Crise en Guadeloupe et en Martinique
05/03/2009

Comme le stipule l’article 1 de ses statuts, le Medef est une association de loi 1901 constituée sous forme de confédération d’organisations professionnelles ou d’entreprises qui peuvent y adhérer directement.

Ces organisations professionnelles et ces entreprises adhérentes donnent mandat au Medef pour discuter et signer des accords interprofessionels concernant par exemple le chômage partiel (1968), le dialogue social et la formation tout au long de la vie (2004), la modernisation du contrat de travail (2008), la démocratie sociale…

Pour les salaires, les accords interprofessionnels et accords de branches doivent obligatoirement être cosignés par le Médef et les organisations et entreprises adhérentes à cette confédération. La co-signature est donc obligatoirement afin que les salariés des entreprises soient concernés par l’accord. S’il n’y a pas co-signature, il faut qu’un mandat ait été explicitement donné au Médef qui pourra alors représenter seul l’ensemble des organisations patronales et entreprises adhérentes. Ou encore, les organisations patronales et entreprises adhérentes doivent explicitement exprimer leurs souhait de ne pas être concernés par l’accord en question.

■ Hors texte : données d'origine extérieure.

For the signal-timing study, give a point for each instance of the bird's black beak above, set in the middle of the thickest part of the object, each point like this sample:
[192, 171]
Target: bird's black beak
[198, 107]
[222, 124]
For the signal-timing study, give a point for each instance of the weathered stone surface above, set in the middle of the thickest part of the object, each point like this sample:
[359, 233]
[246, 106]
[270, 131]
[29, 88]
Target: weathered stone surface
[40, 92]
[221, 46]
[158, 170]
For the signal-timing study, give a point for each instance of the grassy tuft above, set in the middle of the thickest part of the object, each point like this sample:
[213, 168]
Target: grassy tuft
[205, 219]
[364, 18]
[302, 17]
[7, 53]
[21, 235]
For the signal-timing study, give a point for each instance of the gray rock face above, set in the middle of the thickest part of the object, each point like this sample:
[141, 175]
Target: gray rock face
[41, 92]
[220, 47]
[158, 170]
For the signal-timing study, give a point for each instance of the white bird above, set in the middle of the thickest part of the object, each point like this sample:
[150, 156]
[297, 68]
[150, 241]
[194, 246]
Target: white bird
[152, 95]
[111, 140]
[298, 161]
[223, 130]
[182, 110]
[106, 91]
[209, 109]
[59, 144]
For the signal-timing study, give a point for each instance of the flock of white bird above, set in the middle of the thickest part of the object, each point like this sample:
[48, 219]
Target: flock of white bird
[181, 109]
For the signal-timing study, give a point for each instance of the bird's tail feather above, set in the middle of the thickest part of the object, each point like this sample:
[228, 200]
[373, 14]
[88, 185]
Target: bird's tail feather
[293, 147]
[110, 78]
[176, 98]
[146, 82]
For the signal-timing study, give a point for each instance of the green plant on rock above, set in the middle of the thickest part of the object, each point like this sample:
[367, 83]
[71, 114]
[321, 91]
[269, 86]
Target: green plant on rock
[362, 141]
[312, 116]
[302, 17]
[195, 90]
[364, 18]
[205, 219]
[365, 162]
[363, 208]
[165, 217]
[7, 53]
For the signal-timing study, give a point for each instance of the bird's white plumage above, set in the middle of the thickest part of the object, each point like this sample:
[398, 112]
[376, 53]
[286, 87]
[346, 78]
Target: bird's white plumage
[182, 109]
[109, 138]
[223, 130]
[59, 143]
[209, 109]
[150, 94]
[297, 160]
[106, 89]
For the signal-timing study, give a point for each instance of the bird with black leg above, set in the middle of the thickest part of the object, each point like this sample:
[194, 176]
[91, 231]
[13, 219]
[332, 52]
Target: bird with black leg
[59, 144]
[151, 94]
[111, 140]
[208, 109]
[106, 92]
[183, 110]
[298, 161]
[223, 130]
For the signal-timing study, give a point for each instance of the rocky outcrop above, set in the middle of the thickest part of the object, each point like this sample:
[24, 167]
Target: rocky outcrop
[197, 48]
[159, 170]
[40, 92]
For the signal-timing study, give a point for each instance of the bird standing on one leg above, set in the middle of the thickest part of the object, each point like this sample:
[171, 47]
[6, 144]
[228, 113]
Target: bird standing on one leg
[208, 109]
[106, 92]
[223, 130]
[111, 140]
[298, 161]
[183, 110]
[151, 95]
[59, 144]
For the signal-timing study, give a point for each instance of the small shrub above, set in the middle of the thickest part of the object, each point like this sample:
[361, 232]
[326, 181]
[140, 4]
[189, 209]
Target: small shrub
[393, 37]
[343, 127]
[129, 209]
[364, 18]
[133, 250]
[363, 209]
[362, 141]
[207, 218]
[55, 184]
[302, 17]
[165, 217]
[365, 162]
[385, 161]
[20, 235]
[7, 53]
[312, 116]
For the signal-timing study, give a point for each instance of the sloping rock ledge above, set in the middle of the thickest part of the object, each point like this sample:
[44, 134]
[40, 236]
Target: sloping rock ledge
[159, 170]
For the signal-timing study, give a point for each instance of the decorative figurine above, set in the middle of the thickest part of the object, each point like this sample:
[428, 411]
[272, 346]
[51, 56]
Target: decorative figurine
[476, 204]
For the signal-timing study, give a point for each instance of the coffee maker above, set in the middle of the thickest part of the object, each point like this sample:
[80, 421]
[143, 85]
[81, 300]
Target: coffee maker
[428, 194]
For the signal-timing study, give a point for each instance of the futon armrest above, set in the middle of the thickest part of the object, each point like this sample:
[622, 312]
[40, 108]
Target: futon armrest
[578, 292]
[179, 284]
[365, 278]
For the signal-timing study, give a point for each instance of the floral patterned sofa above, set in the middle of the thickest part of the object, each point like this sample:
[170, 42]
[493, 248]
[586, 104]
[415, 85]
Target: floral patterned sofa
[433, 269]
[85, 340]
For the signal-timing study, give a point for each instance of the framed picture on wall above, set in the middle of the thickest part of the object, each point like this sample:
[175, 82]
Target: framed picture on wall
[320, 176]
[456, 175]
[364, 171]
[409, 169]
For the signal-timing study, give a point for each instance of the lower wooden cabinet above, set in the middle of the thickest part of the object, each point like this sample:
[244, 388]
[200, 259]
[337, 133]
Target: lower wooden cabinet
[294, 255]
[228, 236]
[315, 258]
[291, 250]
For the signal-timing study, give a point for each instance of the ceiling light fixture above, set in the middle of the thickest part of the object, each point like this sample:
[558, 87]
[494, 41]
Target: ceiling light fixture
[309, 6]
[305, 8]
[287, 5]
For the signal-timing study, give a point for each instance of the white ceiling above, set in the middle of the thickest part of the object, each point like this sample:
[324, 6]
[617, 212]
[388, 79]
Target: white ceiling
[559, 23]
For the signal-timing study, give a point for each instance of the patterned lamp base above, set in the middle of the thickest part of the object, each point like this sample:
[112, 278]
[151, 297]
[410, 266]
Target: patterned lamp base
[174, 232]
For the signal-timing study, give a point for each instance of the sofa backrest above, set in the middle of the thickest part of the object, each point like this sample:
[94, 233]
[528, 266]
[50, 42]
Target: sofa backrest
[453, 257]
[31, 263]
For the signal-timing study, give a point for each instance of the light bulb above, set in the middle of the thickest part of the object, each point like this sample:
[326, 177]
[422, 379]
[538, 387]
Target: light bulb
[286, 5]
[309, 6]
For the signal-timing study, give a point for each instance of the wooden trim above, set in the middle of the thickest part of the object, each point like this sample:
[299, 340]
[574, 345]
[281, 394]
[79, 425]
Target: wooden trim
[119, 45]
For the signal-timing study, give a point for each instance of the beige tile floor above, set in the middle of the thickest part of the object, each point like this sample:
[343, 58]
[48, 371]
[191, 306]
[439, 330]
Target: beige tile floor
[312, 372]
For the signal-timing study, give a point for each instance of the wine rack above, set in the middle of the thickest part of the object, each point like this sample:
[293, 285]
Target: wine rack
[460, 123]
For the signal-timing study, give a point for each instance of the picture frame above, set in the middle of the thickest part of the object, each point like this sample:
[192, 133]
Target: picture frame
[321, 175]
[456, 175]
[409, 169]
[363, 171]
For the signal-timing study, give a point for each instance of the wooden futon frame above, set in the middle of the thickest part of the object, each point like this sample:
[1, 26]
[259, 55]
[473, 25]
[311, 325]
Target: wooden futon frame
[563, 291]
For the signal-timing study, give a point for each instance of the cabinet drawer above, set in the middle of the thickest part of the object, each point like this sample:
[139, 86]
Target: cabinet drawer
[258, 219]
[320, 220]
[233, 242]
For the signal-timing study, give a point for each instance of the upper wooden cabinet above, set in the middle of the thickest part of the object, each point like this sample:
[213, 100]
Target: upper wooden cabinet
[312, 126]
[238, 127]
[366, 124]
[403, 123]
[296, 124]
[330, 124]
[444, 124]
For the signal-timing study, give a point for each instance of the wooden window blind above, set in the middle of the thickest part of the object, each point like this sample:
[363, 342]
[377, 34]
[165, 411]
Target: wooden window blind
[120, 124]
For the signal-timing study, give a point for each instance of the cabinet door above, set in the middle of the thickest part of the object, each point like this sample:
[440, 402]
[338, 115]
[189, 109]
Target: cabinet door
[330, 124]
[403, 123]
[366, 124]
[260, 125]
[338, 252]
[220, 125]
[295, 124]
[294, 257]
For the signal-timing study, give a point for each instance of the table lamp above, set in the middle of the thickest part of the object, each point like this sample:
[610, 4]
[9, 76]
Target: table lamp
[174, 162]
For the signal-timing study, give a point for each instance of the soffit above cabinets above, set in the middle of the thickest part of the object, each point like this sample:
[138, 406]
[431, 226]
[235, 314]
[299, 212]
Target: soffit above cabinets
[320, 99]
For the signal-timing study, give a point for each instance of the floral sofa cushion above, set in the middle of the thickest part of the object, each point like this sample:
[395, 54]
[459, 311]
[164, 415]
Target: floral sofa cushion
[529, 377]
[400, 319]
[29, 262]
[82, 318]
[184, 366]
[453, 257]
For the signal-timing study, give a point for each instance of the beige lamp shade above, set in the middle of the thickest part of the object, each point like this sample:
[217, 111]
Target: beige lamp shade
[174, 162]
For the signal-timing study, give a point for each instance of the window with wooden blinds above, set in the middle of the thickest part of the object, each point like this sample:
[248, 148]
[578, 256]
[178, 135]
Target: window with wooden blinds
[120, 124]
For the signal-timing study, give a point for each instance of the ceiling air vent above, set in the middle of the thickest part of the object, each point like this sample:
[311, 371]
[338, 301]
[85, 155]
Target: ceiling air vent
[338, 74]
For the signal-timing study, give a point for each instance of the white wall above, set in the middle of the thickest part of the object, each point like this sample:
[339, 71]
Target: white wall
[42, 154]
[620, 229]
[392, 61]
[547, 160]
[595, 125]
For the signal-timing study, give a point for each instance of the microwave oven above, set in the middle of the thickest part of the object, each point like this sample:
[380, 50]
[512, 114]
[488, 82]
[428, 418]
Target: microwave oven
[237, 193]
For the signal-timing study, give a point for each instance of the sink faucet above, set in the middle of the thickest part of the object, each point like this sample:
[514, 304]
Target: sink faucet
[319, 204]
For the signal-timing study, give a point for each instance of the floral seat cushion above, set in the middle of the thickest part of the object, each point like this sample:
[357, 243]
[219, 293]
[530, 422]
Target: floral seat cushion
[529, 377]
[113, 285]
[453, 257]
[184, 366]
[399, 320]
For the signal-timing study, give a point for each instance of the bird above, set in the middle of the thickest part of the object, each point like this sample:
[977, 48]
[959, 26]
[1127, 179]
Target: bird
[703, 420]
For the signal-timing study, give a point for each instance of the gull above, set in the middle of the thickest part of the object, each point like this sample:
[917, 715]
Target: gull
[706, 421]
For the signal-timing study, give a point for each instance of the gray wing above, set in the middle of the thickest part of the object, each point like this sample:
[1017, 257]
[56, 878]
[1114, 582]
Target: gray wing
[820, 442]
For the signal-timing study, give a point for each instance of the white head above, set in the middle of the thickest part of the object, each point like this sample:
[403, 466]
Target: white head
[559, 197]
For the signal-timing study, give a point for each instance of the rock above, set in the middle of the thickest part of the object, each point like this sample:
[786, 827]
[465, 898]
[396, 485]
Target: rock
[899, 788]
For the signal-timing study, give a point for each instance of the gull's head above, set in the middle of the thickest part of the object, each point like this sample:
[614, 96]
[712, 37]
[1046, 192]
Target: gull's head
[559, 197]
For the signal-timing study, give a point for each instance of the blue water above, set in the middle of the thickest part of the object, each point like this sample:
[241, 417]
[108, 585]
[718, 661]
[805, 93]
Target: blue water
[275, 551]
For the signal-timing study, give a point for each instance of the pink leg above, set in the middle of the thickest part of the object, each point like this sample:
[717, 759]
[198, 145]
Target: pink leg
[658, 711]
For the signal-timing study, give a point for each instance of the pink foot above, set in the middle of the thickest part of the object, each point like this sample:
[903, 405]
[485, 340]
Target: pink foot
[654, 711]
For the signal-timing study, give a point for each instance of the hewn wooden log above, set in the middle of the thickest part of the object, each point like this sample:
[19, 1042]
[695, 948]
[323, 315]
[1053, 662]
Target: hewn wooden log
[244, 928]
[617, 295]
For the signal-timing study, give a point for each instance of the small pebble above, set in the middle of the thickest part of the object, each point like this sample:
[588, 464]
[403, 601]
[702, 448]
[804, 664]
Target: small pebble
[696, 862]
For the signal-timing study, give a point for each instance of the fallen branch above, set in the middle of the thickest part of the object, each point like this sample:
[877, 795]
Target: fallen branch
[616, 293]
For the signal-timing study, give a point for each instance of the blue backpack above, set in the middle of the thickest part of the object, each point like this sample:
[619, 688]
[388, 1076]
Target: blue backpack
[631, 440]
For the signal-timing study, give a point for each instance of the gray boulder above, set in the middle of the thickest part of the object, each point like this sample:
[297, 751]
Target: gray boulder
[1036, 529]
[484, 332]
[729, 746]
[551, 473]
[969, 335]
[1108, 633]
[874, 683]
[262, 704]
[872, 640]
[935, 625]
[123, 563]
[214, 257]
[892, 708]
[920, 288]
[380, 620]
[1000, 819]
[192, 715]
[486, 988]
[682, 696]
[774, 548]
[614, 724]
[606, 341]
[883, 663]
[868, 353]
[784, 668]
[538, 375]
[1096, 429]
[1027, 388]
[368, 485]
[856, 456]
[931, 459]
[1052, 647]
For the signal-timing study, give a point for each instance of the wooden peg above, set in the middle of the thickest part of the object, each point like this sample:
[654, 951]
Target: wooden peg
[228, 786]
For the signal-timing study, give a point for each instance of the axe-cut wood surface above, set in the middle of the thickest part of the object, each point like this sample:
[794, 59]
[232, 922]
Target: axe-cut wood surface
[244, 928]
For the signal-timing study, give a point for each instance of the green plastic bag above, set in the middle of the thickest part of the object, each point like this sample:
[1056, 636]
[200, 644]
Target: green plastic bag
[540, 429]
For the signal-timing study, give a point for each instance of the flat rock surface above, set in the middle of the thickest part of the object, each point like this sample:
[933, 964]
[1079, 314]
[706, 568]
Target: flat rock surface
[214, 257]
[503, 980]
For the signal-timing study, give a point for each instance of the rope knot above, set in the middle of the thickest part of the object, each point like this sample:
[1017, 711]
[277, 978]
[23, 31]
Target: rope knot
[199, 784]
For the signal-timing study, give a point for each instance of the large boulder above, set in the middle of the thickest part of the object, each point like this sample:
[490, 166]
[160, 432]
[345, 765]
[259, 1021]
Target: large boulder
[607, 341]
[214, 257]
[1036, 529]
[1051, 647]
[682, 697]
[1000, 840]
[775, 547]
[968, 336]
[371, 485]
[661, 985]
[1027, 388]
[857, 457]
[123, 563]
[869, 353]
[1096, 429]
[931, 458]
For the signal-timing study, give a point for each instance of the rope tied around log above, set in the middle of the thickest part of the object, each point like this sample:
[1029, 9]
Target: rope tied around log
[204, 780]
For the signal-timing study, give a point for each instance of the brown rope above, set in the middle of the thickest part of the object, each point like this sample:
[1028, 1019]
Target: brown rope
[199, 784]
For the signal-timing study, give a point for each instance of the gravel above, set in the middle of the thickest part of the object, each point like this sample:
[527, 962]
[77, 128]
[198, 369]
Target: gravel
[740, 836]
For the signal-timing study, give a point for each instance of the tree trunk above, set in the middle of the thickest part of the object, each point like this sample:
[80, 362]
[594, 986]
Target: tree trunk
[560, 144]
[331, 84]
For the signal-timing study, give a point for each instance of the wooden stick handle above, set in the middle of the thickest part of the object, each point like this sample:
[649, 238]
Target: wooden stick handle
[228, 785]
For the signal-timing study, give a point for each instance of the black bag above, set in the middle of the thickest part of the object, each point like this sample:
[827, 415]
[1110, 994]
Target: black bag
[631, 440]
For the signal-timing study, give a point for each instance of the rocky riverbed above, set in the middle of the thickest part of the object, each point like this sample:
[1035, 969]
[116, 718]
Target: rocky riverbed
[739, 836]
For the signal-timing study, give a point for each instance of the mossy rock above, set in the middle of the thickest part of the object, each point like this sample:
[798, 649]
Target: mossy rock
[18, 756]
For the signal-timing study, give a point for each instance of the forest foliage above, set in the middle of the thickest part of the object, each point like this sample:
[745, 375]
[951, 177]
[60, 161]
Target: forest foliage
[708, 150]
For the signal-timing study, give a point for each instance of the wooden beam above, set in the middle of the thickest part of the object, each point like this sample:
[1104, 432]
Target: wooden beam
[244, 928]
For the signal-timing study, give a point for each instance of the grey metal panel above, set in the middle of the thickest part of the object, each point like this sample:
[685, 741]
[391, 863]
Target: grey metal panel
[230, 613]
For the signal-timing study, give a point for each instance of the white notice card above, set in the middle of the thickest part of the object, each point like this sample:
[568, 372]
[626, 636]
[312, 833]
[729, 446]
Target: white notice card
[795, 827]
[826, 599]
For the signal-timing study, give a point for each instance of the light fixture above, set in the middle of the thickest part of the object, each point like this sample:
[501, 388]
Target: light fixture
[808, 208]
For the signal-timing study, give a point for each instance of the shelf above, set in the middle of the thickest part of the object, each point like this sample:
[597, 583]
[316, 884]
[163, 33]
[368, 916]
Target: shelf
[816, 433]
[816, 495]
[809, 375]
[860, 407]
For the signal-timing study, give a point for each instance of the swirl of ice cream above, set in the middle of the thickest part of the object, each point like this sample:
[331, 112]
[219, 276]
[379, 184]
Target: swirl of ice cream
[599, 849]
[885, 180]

Dans le cas de la Guadeloupe, c’est un point qui a été précisé par le Mouvement des employeurs de Guadeloupe (MEG) durant la discussion sur la méthode de travail qui est intervenue lors du deuxième jour de débat au WTC. Le MEG s’est mis dans une position de co-signature.

La situation est donc identique pour toutes les organisations patronales qui sont sous forme confédérale ou fédérale. C’est par exemple le cas de l’UNAPL, union patronale regroupant les organisations professionnelles des professions libérales, qui, pour l’instant, est la seule à avoir signé l’Accord Bino. Deux choix s’ouvrent à elle : soit les autres organisations professionnelles des professions libérales doivent parapher l’Accord Bino dans les meilleurs délais ; soit la direction de l’UNAPL doit être en mesure de présenter un mandat écrit explicite antérieur aux négociations précisant que sa signature engage toutes les organisations adhérentes à son union professionnelle.

Ce point fait parti de ceux qui seront étudiés par le ministère du Travail pour la demande d’extension de l’Accord Jacques Bino.